Elbow Arthroscopy

Mr Mike Hayton
FRCS(Trauma and Orth) FFSEM (UK)
Consultant Orthopaedic Hand Surgeon

Other common names

 - Keyhole surgery
 - Elbow scope

Why is it done?

If your surgeon thinks you have a problem inside your elbow joint they may wish to look inside under direct vision with a camera. There are many reasons for us to wish to do this and include diagnosing loose bodies, arthritis and cartilage damage/tears. There are an increasing number of treatments used with the arthroscope including trimming or repairing torn cartilage, removing loose bodies, removing inflamed lining of the joint and removing arthritic bone overgrowth.

Investigations

An MRI scan can also show problems inside the elbow joint and is occasionally used as an alternative investigation

Operative treatment

The surgery is a day case procedure under general anaesthetic. A simple look around takes about 15 minutes, but if other procedures need to be performed, it can take longer. Approximately 3 or 4 small 3mm incisions are made around the elbow to allow the camera and instruments inside. Care is taken not to injure the nerves just under the skin. After the arthroscopy the skin is sutured and a bulky dressing is applied.

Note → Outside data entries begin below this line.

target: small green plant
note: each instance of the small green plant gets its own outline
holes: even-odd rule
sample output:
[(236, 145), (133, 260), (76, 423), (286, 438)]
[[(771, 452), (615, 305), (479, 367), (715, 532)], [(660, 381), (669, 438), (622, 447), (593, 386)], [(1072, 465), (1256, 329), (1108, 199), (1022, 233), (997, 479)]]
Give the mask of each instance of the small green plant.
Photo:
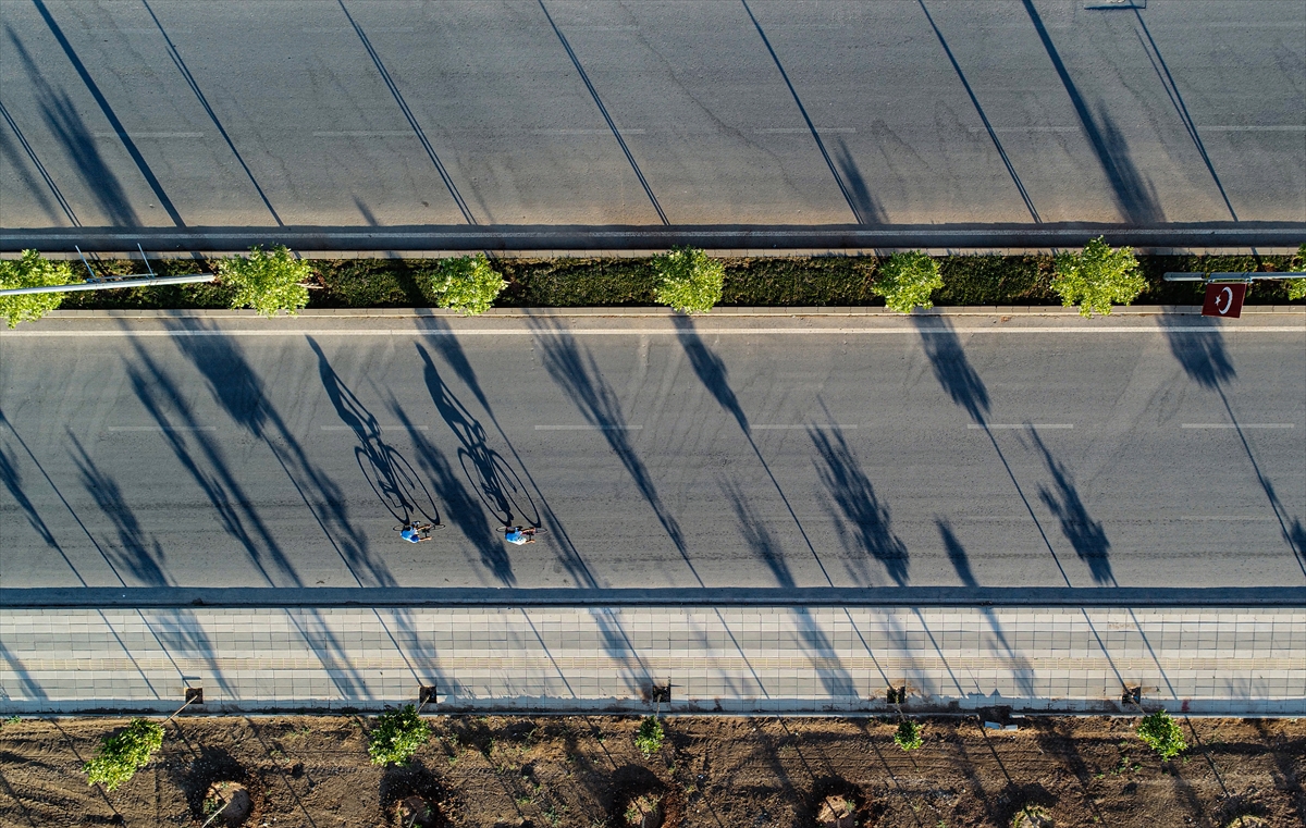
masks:
[[(71, 285), (73, 269), (65, 261), (50, 261), (37, 251), (22, 251), (17, 261), (0, 261), (0, 290), (16, 287), (56, 287)], [(0, 315), (10, 328), (18, 323), (35, 321), (56, 310), (68, 294), (26, 294), (20, 296), (0, 296)]]
[(458, 313), (485, 313), (508, 282), (490, 266), (485, 253), (445, 259), (424, 274), (424, 289), (438, 307)]
[[(1306, 269), (1306, 243), (1297, 248), (1297, 269)], [(1288, 282), (1289, 299), (1306, 299), (1306, 279), (1285, 281)]]
[(925, 744), (921, 738), (921, 725), (917, 725), (912, 720), (904, 720), (899, 724), (897, 733), (893, 734), (893, 743), (905, 751), (914, 751)]
[(1053, 290), (1062, 306), (1077, 304), (1080, 316), (1107, 316), (1113, 304), (1130, 304), (1147, 289), (1134, 251), (1115, 249), (1102, 236), (1092, 239), (1081, 252), (1057, 253), (1053, 272)]
[(653, 295), (682, 313), (707, 313), (721, 302), (725, 264), (693, 247), (673, 247), (653, 257), (658, 285)]
[(136, 776), (149, 764), (154, 751), (163, 747), (163, 726), (144, 718), (133, 718), (127, 730), (116, 737), (104, 737), (95, 757), (82, 765), (89, 785), (102, 784), (108, 790)]
[(367, 755), (374, 765), (402, 767), (430, 738), (431, 725), (407, 704), (376, 717), (376, 726), (367, 734)]
[(656, 716), (645, 716), (635, 734), (635, 747), (640, 748), (645, 757), (652, 756), (662, 747), (663, 738), (666, 731), (662, 730), (662, 722)]
[(272, 251), (260, 246), (248, 256), (231, 256), (218, 263), (218, 281), (235, 289), (234, 308), (253, 308), (263, 316), (276, 316), (285, 311), (294, 316), (308, 304), (304, 282), (312, 268), (303, 259), (295, 259), (285, 246)]
[(932, 308), (930, 294), (943, 287), (939, 263), (921, 251), (893, 253), (880, 265), (871, 291), (884, 296), (884, 307), (899, 313), (913, 308)]
[(1157, 710), (1144, 717), (1139, 722), (1138, 734), (1148, 747), (1161, 755), (1164, 761), (1169, 761), (1188, 750), (1179, 724), (1170, 718), (1165, 710)]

Post-operative rehabilitation

The patient is fit to go home soon after the operation. The anaesthetic will wear off after approximately 6 hours. Simple analgesia usually controls the pain and should be started before the anaesthetic has worn off. My preference is to remove the dressing at 2 days. The wound is cleaned and redressed with a simple dressing. The sutures are removed at about 10 days. Any further treatment that the arthroscopy has identified will be discussed at this visit.

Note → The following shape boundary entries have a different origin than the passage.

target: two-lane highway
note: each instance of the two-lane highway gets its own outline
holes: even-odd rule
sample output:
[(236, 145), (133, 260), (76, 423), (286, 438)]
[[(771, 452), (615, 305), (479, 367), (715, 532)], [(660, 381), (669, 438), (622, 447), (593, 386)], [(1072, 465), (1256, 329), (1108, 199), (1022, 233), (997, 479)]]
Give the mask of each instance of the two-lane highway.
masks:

Return to activities of daily living

It is my advice to keep the wound dry until the stitches are out at 10 days.

Return to driving:

The hand needs to have full control of the steering wheel and left hand the gear stick. It is probable advisable to delay returning to driving for at least 7 days or even once the sutures are removed.

Return to work:

Everyone has different work environments.
Please ask your surgeon for advice on this.

Complications

Overall greater than 95% are happy with the result. However complications can occur.
There are complications specific to elbow arthroscopy and also general complications associated with upper limb surgery.

General complications:

 - Infection (Less than 1%)
 - Neuroma (Less than 1%, a coiled painful nerve bundle) 
 - Numbness

Reflex Sympathetic Dystrophy - RSD (2% bad reaction to surgery with painful stiff hands- this can occur with any hand surgery from a minor procedure to a complex reconstruction.)

Specific complications:

Injury to nerves of the forearm and hand as the arthroscopy is introduced (less than 5%).